Louis-Thomas Chabert de Joncaire was despatched to the Seneca people, one of the Five Nations of the Iroquois League, to obtain permission to build a French post on the banks of the river. He spoke to several chiefs in 1720, explaining his pleasure was always great when he visited them but that he would do it more spontaneously if he had a dwelling place. Considering that he was of the tribe since his turbulent captivity and his "adoption", the chiefs agreed he had the right to build a dwelling where they chose. Joncaire and eight men dispatched from Fort Frontenac built a trading post, called Magasin Royal or Maison de la Paix (Royal Store or House of Peace) on the right bank of the river (going downstream). The name was intended to emphasize the French peaceful intent, to exchange goods for furs here.[3]

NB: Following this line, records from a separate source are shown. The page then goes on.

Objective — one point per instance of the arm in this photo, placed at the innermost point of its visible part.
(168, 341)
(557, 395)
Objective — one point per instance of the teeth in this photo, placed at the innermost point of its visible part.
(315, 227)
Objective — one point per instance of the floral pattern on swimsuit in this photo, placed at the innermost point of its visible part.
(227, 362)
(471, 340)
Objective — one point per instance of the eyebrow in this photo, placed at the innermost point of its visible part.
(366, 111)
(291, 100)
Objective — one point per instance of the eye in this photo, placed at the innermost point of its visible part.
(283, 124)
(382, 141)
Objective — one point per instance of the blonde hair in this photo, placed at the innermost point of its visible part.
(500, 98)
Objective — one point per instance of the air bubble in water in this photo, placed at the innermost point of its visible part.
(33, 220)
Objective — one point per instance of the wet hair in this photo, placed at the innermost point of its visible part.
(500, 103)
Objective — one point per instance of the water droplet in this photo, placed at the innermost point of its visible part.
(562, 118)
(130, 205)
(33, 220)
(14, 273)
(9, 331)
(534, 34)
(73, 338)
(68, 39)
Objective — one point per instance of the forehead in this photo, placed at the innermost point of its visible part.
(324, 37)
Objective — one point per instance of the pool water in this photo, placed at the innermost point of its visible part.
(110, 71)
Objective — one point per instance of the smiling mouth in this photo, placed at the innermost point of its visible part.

Porte des Cinq Nations. Beginning in 1756, the main entrance to Fort Niagara was established at the southern bastion, on the side of the Niagara River. The French named this gate the Porte des Cinq Nations, that is, the Gate of the Five Nations, in honor of the Iroquois League.

In 1726, French engineer Gaspard-Joseph Chaussegros de Léry built a two-story Maison à Machicoulis or "Machicolated House" on the site to replace the old fort. In 1755 the French expanded the fort to its present size in response to the armed confrontation that started between French and British colonial interests as part of the Seven Years' War in Europe. In North America, British colonists called this the French and Indian War; both sides cultivated Native American allies.

The name used today, "The French Castle", was not used until the 19th century.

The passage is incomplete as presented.